Seine Aufmerksamkeit für die Diskursgeschichte der Telegrafie im Licht ihrer Realgeschichte (Technik, politische Ökonomie) verleiht dem Buch aber auch eine aktuelle Qualität: Zeitgenössische Zitate erinnern immer wieder an utopische Vorstellungen der Transatlantikpioniere, die sich von der Verkabelung mindestens die "Vernichtung von Raum und Zeit", wenn nicht gleich den Weltfrieden versprachen. Man muss nur Holtorfs Analyse der nationalen Interessenpolitik rund um die Verlegung der Telegrafenkabel lesen, um einzusehen, wie weit sich diese Hoffnungen auch damals schon von der Realität entfernten.

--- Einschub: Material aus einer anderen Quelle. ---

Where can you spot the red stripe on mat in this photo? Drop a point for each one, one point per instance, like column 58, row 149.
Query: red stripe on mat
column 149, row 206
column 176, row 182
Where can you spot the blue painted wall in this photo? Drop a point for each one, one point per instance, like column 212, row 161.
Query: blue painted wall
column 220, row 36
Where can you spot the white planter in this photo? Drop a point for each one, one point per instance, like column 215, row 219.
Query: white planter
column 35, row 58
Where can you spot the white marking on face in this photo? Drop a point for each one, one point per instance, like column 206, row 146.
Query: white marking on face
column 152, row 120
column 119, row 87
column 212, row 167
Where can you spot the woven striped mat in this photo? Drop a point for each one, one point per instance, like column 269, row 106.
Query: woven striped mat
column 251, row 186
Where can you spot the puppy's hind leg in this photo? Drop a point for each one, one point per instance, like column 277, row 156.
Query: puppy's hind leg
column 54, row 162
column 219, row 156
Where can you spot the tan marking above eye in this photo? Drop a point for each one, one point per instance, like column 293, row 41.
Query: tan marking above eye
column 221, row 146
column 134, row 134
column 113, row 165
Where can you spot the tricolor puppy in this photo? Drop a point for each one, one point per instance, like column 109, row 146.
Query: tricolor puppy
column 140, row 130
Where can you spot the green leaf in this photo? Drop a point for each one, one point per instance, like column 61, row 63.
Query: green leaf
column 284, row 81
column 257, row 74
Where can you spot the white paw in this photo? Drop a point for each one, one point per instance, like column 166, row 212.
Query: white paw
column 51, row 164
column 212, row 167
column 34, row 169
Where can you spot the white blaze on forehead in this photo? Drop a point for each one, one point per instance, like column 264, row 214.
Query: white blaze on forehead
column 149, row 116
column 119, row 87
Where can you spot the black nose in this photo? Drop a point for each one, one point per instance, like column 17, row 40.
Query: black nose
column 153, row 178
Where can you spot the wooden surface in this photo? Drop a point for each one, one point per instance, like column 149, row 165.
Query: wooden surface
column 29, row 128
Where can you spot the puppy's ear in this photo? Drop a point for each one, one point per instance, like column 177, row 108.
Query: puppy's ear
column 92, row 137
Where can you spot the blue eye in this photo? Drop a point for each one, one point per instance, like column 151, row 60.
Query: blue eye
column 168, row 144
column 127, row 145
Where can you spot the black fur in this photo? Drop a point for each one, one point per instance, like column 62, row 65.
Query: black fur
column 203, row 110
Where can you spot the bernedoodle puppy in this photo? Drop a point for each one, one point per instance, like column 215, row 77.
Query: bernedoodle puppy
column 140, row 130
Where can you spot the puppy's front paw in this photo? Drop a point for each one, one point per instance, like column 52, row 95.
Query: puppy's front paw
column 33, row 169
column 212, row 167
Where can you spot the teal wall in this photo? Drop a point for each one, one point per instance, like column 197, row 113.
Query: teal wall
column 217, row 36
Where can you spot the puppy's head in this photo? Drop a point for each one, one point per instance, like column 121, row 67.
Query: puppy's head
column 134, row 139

Damit bietet das Buch auch eine Art Ausnüchterungslektion gegenüber medienutopischen Heilsversprechen, die von schnelleren Kommunikationsverbindungen umstandslos auf eine bessere, kosmopolitische Welt schließen und sich bei jeder neuen Medientechnologie ebenso zuverlässig wiederholen wie die ähnlich stereotypen Topoi der Medienkritik. Heute, da sich als erste Assoziationen zu "Internet" vor allem die Stichworte "NSA" und "Geheimdienste" aufdrängen, könnte diese Lektion kaum zeitgemäßer sein. Wer sich sowohl über die historischen Ursprünge des Internets informieren als auch gegen Interneteuphorie immunisieren möchte, dem kann das Buch also nur empfohlen werden.

TOBIAS WERRON

Christian Holtorf: "Der erste Draht zur neuen Welt". Die Verlegung des transatlantischen Telegrafenkabels.

Wallstein Verlag, Göttingen 2013. 352 S., Abb., geb., 39,90 [Euro].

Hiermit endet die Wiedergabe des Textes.